AKS Cluster Blue-Green Deployment for Version Upgrade (Part 1)

Azure Kubernetes Service (AKS) is a managed Kubernetes cluster on Microsoft Azure cloud that can be used to quickly deploy Kubernetes clusters. Combined with other Azure services and features, it simplifies daily operations and easily implements business application elasticity. The current Kubernetes community is thriving with frequent version upgrades. AKS's managed upgrade feature allows one-click in-place upgrades of AKS clusters, rolling upgrades of worker nodes in the cluster one by one.
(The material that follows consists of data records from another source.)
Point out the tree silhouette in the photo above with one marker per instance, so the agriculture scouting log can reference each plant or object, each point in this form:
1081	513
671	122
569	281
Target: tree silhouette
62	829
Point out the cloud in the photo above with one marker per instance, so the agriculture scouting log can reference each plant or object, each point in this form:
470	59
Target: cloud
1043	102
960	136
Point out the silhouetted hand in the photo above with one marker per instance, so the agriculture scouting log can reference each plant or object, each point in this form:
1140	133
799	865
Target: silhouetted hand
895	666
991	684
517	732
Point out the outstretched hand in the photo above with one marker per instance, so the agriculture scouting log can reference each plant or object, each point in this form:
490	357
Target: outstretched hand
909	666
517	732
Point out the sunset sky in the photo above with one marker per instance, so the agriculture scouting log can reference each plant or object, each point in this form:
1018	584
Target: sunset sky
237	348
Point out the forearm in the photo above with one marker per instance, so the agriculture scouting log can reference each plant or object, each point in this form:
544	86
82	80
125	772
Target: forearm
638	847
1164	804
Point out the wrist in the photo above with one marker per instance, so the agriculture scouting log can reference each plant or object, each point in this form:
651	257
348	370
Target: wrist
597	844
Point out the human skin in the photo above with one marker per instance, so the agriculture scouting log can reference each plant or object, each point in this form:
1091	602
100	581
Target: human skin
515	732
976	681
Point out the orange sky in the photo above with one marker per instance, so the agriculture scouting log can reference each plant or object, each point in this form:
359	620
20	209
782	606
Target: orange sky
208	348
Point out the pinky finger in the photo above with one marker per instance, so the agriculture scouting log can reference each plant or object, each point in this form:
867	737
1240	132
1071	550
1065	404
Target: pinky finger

For small-scale or non-critical business clusters, using AKS's managed upgrade feature is very convenient. For large-scale clusters or critical business applications, the aforementioned one-click in-place upgrade method has issues such as long overall upgrade time cycles, possibility of upgrade failures, and inability to rollback if failures occur. The most reliable approach is to create a new AKS cluster and use blue-green deployment for switching upgrades, which can achieve second-level switching, backup clusters can be rolled back at any time, making it faster and safer. Correspondingly, this solution's architecture and operations are more complex. This article will guide you step by step to build such a switching upgrade architecture solution. This time we use a classic web application scenario, which can also be extended to other AKS cluster application scenarios.

Architecture Overview

This is a classic web application architecture diagram. We've selected the most streamlined resources to make the demonstration and explanation as clear and concise as possible.

In a virtual network, we divide it into 2 subnets. The first subnet contains the Application Gateway, serving as the load balancer for external services.
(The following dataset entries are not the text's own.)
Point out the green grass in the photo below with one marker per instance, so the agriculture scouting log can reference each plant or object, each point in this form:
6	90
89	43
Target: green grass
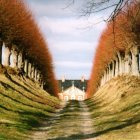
115	110
23	107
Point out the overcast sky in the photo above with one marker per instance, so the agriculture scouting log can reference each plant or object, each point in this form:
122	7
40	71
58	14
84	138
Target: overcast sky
71	39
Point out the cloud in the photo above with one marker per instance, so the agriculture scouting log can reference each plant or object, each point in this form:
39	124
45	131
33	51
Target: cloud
71	40
72	64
The second subnet normally has only 1 AKS cluster with business systems deployed. The AKS cluster uses advanced networking CNI to simplify the network model and facilitate communication with the Application Gateway.
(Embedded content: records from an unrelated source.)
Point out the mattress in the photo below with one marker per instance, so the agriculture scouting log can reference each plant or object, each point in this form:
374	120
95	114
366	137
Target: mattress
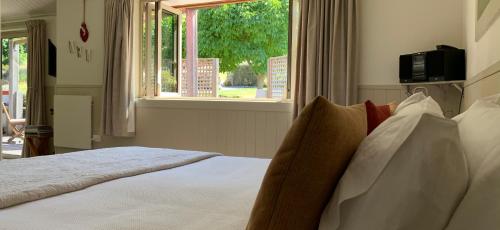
217	193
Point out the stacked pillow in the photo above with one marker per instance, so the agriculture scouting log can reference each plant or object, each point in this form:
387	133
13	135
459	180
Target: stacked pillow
377	114
480	134
308	165
410	173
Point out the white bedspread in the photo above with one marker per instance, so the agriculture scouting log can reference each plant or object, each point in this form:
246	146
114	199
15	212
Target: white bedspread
27	180
217	193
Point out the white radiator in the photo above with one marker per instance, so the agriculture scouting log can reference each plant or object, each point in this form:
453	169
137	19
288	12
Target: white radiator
73	121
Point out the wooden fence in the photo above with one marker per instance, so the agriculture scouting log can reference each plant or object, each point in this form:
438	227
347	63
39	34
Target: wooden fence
277	77
207	77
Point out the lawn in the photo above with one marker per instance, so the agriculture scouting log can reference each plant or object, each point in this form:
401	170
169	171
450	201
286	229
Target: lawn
236	92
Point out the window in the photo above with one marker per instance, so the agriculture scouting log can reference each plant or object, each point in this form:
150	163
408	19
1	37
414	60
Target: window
228	50
14	85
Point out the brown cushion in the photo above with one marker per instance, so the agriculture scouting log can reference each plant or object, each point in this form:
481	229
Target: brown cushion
302	176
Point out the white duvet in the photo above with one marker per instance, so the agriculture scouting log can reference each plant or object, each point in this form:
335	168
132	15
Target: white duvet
216	193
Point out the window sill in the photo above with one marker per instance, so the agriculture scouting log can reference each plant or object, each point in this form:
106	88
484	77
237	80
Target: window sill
258	105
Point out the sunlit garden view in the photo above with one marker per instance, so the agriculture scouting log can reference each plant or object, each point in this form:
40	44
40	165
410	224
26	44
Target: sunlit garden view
243	37
23	63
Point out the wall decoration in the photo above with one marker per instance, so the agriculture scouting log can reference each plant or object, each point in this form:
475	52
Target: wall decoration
80	51
487	11
84	31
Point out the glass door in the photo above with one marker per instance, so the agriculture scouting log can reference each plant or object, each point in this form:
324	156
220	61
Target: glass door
161	49
170	52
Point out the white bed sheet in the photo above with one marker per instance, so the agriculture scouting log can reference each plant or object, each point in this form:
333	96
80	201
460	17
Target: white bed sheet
217	193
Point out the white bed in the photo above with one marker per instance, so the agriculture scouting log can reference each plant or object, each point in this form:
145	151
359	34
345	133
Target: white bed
216	193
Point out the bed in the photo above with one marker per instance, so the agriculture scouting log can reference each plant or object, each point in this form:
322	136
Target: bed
214	190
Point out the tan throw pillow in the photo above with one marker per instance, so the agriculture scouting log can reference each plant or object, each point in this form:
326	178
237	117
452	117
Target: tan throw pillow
302	176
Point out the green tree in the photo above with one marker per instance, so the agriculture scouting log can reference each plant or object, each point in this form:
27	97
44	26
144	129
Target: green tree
247	32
Pod Identity is deployed in the AKS cluster, using Azure AD's Pod Identity to authorize pods in AKS to manage the Application Gateway.

AGIC stands for Application Gateway Ingress Controller. Besides distributing network traffic from the Application Gateway to corresponding pods, it also monitors changes in some Kubernetes resources, automatically updating the Application Gateway's backend pool when AKS scales, and synchronously updating the Application Gateway's backend pool when switching AKS clusters. Using AGIC to dynamically update the Application Gateway backend is the core concept of our blue-green deployment implementation.

Resource Deployment

Network and Other Basic Resources

We'll use CLI to quickly create the basic resources for the current environment. Resource group:

AZ_REGION=ChinaNorth2
RESOURCE_GROUP=AKS_Upgrade
az group create -n $RESOURCE_GROUP -l $AZ_REGION

Create VNET and subnets

VNET_NAME=AksVnet
APPGW_SUBNET=AppGwSubnet
AKS_SUBNET=AksSubnet

az network vnet create -n $VNET_NAME \
-g $RESOURCE_GROUP \
-l $AZ_REGION \
--address-prefix 10.0.0.0/8 \
--subnet-name $APPGW_SUBNET --subnet-prefix 10.1.0.0/16

az network vnet subnet create \
-g $RESOURCE_GROUP \
-n $AKS_SUBNET \
--address-prefixes 10.240.0.0/16 \
--vnet-name $VNET_NAME

Current Version Azure Resources

Create public IP

APPGW_IP=AppGatewayIp
az network public-ip create -n $APPGW_IP \
-g $RESOURCE_GROUP \
--allocation-method Static \
--sku Standard

Create Application Gateway

APP_GATEWAY=AppGateway
az network application-gateway create -n $APP_GATEWAY \
-g $RESOURCE_GROUP \
-l $AZ_REGION \
--vnet-name $VNET_NAME \
--subnet $APPGW_SUBNET \
--sku Standard_v2 \
--public-ip-address $APPGW_IP

Create old AKS cluster using the current default mainstream AKS version.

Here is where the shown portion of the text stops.